We eventually found ourselves at the third level again, and that is where we stayed for the rest of our time at the park. I once again threw caution and dryness to the wind in the face of yet another cave-behind-a-waterfall, and swam out through the murky turquoise water with tiny fish nibbling at my feet. Charnice and I crawled over the rocks under the white water and sat behind the falls for an hour, while Rhianna sat on the rocky shore. Water dripped off the stalagtites that has formed in there, landing on our heads and in pits eroded into the rocks. We were surrounded on all sides, by water to the front, rock behind and left, and a curtain of tree roots to our right, small ones in nerve-like bundles and thicker vines dangling to catch the water. Outside the heat had become almost intolerable, but behind the falls I almost shivered in the cool breeze that whipped spray back in my face.After we left Erawan falls, we were taken to see the Bridge Over the River Kwai. I have yet to read the book and never saw the movie, and the "guide" did little more than drive us from place to place. But some photos and captions told me the briefest overview of its history: built in WWII by POWs, mostly Australian and British, captured by Japanese forces (as Thailand was officially allied with Japan in WWII). It was first built of wood, then of steel two years later. It was bombed by Allied forces, despite the Japanese tying POWs on the bridge to discourage it.
It is no longer used as a railway bridge - instead, throngs of street vendors crowd around the end of it, capitalizing on the tourist caravans here. You can walk out on the bridge; steel plates are bolted between the rails, which are barely wide enough for two people to shuffle past one another.
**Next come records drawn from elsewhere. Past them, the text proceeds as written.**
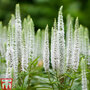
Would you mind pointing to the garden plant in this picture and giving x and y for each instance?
(56, 58)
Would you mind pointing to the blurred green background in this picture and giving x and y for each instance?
(44, 11)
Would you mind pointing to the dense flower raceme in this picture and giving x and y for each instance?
(83, 74)
(19, 44)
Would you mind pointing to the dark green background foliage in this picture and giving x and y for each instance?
(44, 11)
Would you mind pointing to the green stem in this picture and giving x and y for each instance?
(50, 80)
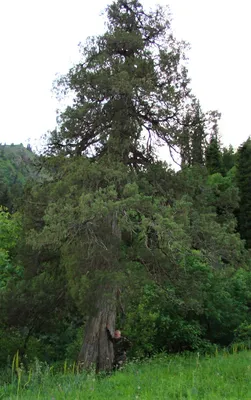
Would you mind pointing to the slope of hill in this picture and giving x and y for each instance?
(16, 167)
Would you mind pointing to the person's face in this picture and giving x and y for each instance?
(117, 334)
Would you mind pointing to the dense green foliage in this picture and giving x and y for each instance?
(106, 214)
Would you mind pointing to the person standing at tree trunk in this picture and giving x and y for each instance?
(121, 344)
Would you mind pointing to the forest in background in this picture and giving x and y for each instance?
(98, 230)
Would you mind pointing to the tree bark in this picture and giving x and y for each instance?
(97, 350)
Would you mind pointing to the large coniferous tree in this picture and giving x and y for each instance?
(131, 85)
(244, 185)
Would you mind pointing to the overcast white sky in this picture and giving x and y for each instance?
(38, 38)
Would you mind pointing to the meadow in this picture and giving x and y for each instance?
(221, 376)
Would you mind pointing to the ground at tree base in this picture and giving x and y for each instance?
(224, 376)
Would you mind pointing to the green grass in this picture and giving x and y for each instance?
(225, 376)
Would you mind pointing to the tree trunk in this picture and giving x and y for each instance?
(97, 350)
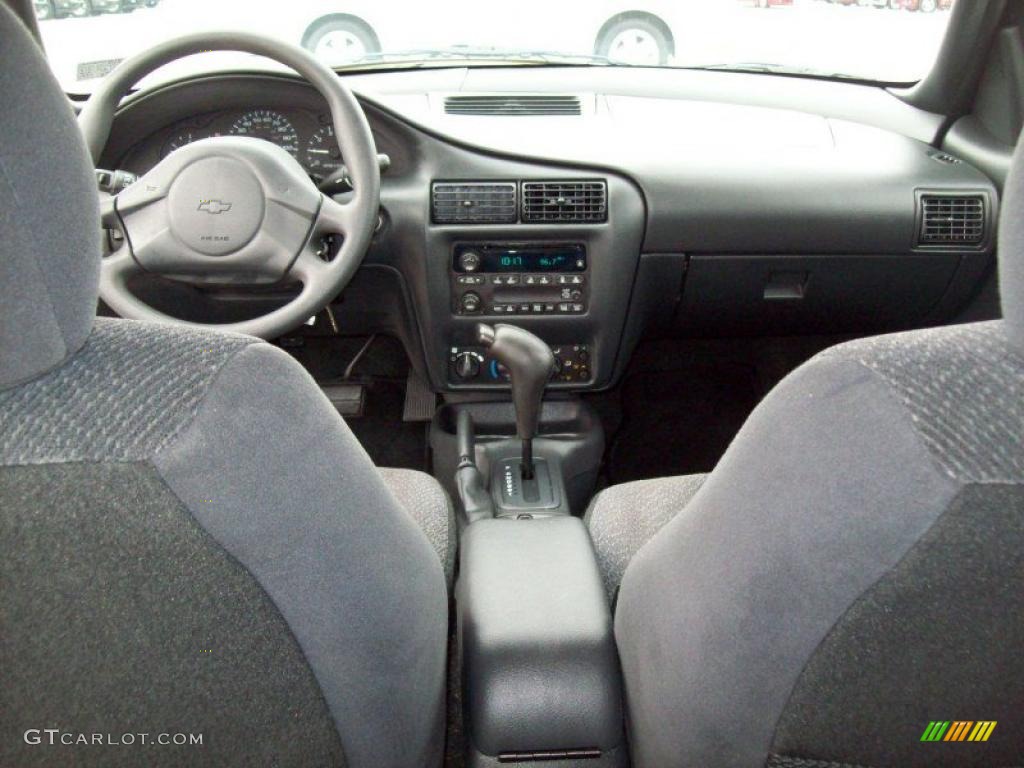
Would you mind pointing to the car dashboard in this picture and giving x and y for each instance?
(596, 207)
On either side is a long, long drop to the river, with no safety rails. In fact, nothing has safety rails here - they just let survival of the fittest run its course.But anyway, I now need to read that book.
This is the last picture update you'll get for a little while - Charnice and I are leaving tonight to take a train up to Chiang Mai for five nights. An update while we're up there is possible - it's the biggest city in northern Thailand, replete with internet cafes. We'll be there for the Thai New Year, Songkran, aka The Nation-Wide Water Fight. Also on the list of Top Ten Parties world wide to go to. Due to the aqueous nature of the festivities, I doubt I'll get many pictures. But I shall describe it in great detail when we return.
And for those with another holiday in mind for this weekend - Happy Easter. I wish Songkran included Cadbury eggs, but alas, such is not meant to be.
Pretty pictures. Looks like you're having fun.
ReplyDeleteBe careful, though--I read in the news that political turmoils are bubbling up into action again.
Are you sure you can't take pictures of the nation-wide water fight? It sounds like FUN.
Yup @ political turmoil, though most of that is in Bangkok right now while I'm in Chiang Mai (though we might have run across a meeting of red shirts - a lot of people wearing red shirts were sitting listening to something over a megaphone. either way, we avoided it).
ReplyDeleteI will attempt to take pictures, but the safety of my camera is my highest priority. I anticipate getting soaked, and loving it :-D
if you had any balls you'd a fucked Charnice up the ass behind the falls... oh well. fag.